In Nancy Williard's article she made a misstatement when she said the school board decided to remove some books after from the library after they received a list of objectionable books from a politically conservative organization. The school board made the decision to remove the books after coming to the conclusion that the ideas generated within these books weren't applicable to their community's values. Pico v. Board of Education didn't say anything about a politically conservative organization provided a list for the school board to evaluate, even though the actions taken were politically motivated. She implied that all of the Supreme Court justices agreed with each other. The majority opinion was dissented by several judges who believed that the school board had the responsibility to determine educational policy and as well as the power to determine what resources are available to students. The message of Pico was misconstrued because the majority opinion stated that the educational officials were violating the First amendment and the constitution. Williard implies that it is appropriate for educational officials to exercise good faith when selecting materials, when they are clearly politically motivated biases.

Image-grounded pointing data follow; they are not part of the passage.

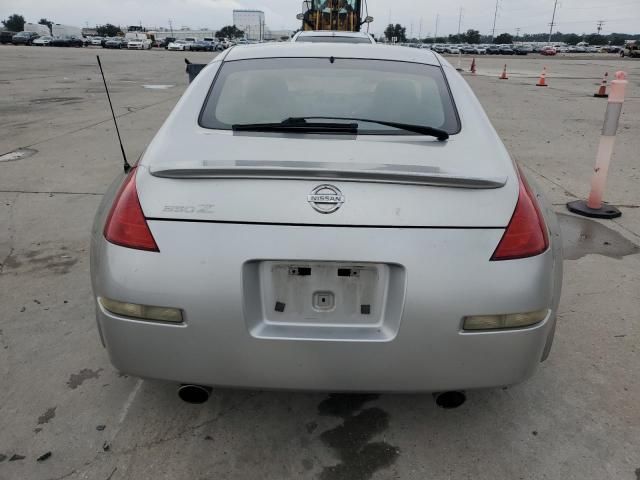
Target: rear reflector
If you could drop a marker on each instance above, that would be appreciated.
(514, 320)
(126, 225)
(143, 312)
(526, 235)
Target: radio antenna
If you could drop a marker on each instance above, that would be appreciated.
(126, 164)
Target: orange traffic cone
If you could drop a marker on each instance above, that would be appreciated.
(602, 91)
(542, 81)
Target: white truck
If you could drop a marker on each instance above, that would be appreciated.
(41, 30)
(631, 49)
(137, 41)
(58, 30)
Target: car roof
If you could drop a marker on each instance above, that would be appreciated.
(338, 50)
(332, 33)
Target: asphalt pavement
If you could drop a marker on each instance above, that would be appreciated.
(66, 413)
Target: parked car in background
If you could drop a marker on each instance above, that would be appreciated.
(523, 50)
(40, 29)
(202, 46)
(137, 41)
(67, 41)
(178, 46)
(43, 41)
(6, 36)
(24, 38)
(631, 49)
(164, 43)
(115, 42)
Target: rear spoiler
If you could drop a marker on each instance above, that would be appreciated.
(328, 171)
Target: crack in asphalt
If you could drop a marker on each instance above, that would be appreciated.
(550, 180)
(37, 192)
(11, 231)
(86, 127)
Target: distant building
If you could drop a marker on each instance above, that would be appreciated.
(277, 34)
(251, 22)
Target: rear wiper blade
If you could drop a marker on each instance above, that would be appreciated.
(297, 125)
(441, 135)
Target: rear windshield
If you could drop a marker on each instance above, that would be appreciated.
(274, 89)
(330, 39)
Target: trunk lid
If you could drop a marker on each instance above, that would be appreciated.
(401, 181)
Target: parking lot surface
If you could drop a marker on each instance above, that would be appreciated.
(66, 413)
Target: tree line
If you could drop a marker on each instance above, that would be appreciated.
(15, 23)
(471, 36)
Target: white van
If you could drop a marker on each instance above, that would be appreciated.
(137, 41)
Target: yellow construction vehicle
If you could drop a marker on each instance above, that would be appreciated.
(337, 15)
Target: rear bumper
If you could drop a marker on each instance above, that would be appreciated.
(200, 269)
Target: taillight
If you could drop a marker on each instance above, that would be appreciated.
(126, 225)
(526, 234)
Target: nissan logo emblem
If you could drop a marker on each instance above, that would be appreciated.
(326, 199)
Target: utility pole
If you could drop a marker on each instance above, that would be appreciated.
(553, 20)
(495, 17)
(437, 21)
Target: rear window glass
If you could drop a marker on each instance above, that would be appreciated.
(328, 39)
(272, 90)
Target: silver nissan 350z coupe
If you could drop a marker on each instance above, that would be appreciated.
(327, 217)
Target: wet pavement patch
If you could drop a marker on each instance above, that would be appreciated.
(582, 236)
(47, 416)
(359, 457)
(43, 457)
(77, 379)
(17, 154)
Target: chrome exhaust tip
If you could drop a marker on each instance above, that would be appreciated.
(450, 400)
(195, 394)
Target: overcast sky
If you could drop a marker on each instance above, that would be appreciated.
(419, 16)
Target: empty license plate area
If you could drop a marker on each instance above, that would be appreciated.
(323, 300)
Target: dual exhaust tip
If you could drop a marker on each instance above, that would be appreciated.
(199, 394)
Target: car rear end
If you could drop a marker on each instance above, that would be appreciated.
(374, 263)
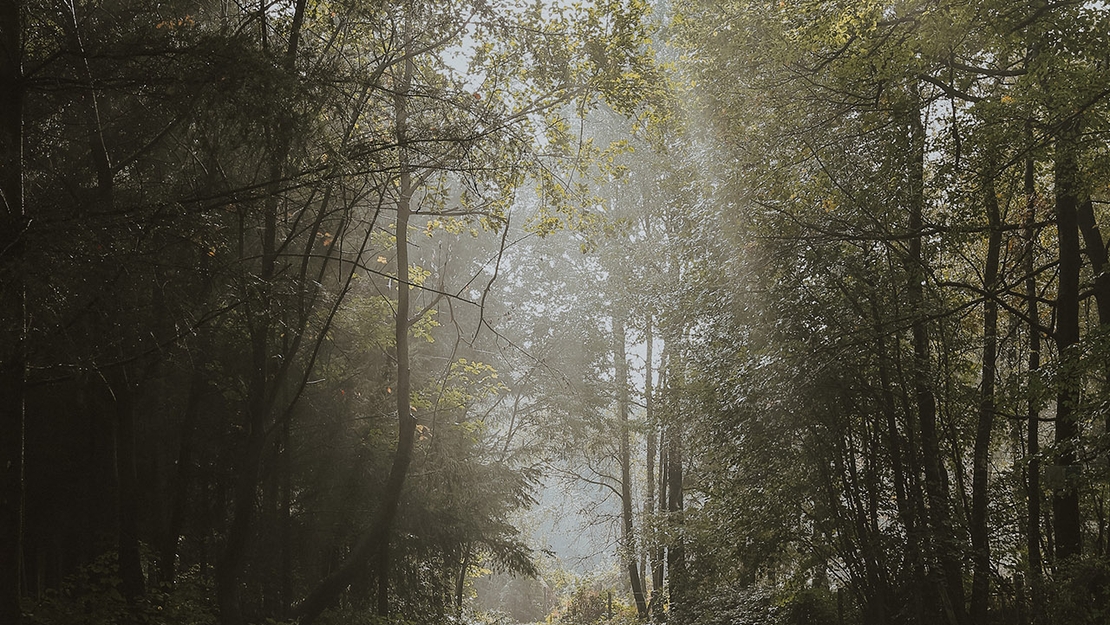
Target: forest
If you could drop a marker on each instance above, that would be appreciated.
(309, 306)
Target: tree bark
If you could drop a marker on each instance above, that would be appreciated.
(950, 585)
(628, 542)
(1065, 494)
(980, 527)
(655, 563)
(373, 547)
(1032, 413)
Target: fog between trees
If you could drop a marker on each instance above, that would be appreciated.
(304, 305)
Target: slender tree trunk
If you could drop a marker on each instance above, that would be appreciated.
(628, 542)
(676, 550)
(906, 508)
(12, 310)
(373, 547)
(179, 484)
(980, 528)
(1066, 495)
(950, 585)
(1032, 414)
(654, 562)
(262, 383)
(121, 390)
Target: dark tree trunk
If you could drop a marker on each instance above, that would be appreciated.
(12, 310)
(950, 584)
(980, 527)
(180, 481)
(655, 563)
(1066, 495)
(373, 547)
(1032, 414)
(627, 530)
(121, 389)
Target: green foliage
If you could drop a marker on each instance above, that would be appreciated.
(1080, 592)
(92, 595)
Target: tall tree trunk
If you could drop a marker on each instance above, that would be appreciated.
(180, 481)
(1065, 494)
(902, 486)
(628, 537)
(373, 547)
(262, 382)
(676, 548)
(122, 395)
(1032, 413)
(980, 528)
(12, 310)
(655, 564)
(950, 585)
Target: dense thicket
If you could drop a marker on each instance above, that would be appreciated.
(911, 426)
(246, 369)
(300, 303)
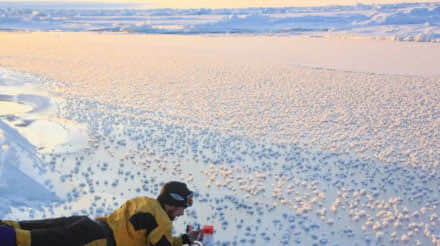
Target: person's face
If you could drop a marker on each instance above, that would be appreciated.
(174, 212)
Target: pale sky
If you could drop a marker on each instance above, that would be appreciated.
(234, 3)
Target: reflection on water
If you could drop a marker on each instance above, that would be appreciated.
(32, 113)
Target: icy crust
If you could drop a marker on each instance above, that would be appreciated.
(257, 181)
(404, 22)
(254, 192)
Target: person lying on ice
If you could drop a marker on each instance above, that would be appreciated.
(141, 221)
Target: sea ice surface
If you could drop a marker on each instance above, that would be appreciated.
(277, 153)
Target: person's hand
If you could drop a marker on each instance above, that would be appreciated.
(195, 236)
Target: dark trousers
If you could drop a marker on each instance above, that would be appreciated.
(65, 231)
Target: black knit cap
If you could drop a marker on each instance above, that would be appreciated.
(175, 193)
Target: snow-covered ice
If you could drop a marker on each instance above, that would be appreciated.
(331, 143)
(403, 22)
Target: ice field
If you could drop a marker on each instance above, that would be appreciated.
(278, 153)
(287, 136)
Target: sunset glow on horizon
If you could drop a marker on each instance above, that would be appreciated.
(233, 3)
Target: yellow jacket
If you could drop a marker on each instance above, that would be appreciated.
(141, 222)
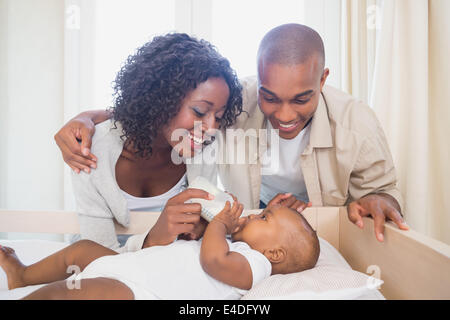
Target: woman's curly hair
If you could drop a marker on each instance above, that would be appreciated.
(150, 87)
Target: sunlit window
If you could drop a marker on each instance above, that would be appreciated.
(120, 28)
(238, 27)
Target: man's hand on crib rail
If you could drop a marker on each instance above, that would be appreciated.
(381, 207)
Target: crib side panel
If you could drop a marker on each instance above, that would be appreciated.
(411, 265)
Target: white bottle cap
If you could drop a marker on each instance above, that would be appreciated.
(210, 208)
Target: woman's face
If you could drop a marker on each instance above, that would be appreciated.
(200, 115)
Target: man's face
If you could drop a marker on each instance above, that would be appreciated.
(288, 95)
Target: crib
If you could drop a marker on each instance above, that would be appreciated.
(412, 265)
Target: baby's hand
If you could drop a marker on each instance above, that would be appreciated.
(230, 216)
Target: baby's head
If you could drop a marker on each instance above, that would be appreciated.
(284, 237)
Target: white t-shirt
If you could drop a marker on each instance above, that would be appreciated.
(157, 203)
(174, 271)
(288, 177)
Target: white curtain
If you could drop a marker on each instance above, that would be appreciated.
(31, 100)
(411, 98)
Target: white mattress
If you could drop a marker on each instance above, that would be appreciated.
(31, 251)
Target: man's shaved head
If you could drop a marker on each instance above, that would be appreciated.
(291, 44)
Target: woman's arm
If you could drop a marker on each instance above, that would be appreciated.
(81, 128)
(227, 266)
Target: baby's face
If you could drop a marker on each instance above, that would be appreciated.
(261, 231)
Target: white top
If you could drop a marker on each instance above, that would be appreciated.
(174, 271)
(287, 177)
(157, 203)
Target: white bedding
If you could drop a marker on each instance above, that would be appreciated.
(31, 251)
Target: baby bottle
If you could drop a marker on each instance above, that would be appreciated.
(210, 207)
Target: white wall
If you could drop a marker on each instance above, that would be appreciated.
(31, 82)
(439, 52)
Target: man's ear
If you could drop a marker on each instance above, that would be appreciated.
(323, 79)
(276, 255)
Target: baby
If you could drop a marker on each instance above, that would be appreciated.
(277, 241)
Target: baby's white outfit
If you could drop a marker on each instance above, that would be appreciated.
(174, 271)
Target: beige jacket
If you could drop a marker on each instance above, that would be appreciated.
(347, 157)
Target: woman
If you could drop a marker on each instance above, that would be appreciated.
(174, 82)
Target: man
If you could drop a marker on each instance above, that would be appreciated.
(332, 150)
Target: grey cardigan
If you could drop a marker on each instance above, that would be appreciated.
(98, 197)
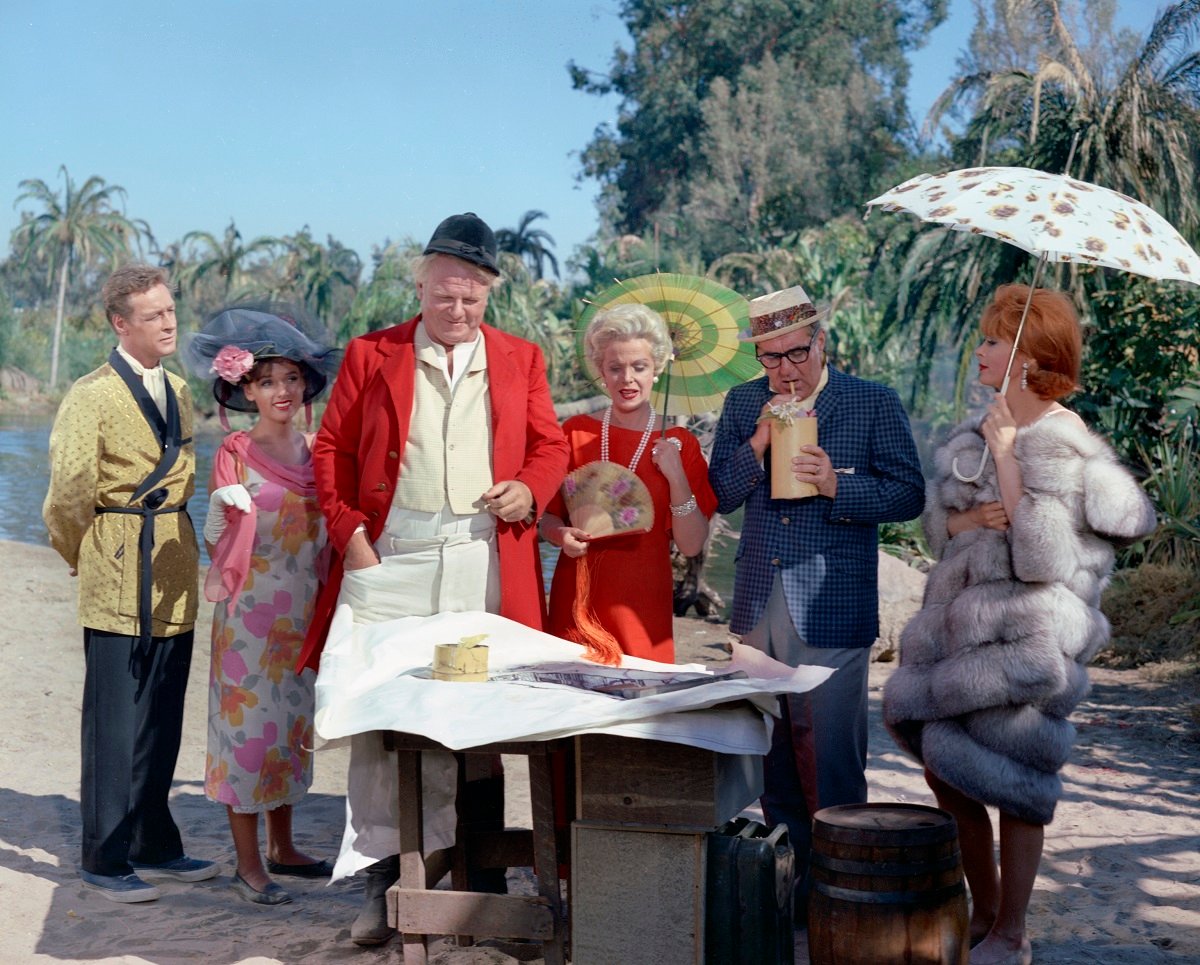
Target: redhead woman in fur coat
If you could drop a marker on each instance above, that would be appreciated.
(995, 661)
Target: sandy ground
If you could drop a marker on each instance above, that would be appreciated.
(1120, 881)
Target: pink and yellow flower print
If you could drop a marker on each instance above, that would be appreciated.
(259, 709)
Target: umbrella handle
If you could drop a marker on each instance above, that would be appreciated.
(961, 478)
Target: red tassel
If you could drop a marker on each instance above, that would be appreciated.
(601, 647)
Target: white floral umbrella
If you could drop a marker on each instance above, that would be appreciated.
(1053, 216)
(1050, 215)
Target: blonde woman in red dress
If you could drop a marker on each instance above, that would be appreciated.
(630, 582)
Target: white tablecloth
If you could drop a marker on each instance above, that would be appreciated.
(375, 677)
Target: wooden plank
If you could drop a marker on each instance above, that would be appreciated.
(498, 916)
(412, 849)
(545, 853)
(400, 741)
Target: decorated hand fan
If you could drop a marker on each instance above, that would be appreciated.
(606, 499)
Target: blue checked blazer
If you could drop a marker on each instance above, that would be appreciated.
(826, 550)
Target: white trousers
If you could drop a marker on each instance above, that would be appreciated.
(430, 563)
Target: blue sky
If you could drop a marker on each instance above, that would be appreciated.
(367, 119)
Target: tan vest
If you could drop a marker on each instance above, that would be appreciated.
(448, 456)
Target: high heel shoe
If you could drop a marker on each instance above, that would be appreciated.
(1023, 955)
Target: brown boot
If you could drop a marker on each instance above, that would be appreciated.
(371, 927)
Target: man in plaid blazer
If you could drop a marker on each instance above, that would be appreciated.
(805, 586)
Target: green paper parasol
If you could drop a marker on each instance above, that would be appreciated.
(705, 319)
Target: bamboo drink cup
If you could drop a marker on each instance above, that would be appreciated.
(789, 432)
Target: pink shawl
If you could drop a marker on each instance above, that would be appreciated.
(231, 556)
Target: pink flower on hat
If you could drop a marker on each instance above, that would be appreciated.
(233, 363)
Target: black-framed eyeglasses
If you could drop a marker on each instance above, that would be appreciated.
(795, 355)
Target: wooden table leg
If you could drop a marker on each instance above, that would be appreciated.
(412, 844)
(541, 798)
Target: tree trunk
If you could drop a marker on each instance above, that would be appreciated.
(58, 322)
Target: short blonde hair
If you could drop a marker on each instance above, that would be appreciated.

The evidence used by the Court to support its majority opinion came from the United States Constitution and the Bill of Rights. The Court's majority opinion raised the issue of whether the student's First amendment rights, had been violated by the school boards officials. The removal of books due to the social, political, and moral beliefs of officials were a violation of the first amendment, because this practice denied the students their rights. Their discretionary power is secondary to the transcendent imperatives of the First amendment. Allowing the school board to conduct suppressing ideas doesn't teach children to respect the diversity of ideas that is fundamental to the American system. Our Constitution doesn't permit the official suppression of ideas. The Court made it clear that the imposition of ideological discipline was not a proper procedure for school authorities. In several ways the Court has used references related towards prior cases to make their decisive decision. The Board of Education v. Barnette stated that in a variety of academic settings the Court has acknowledged the force of the principle that schools, like other enterprises operated by the State, may not be run in a manner as to "prescribe what shall be orthodox in politics, nationalism, religion, or other matters of opinion." This refers to justify the majority opinion because state operated schools are not practicing totalitarianism. In the American system it is important that students are not forced into learning only what the State decides to communicate with them.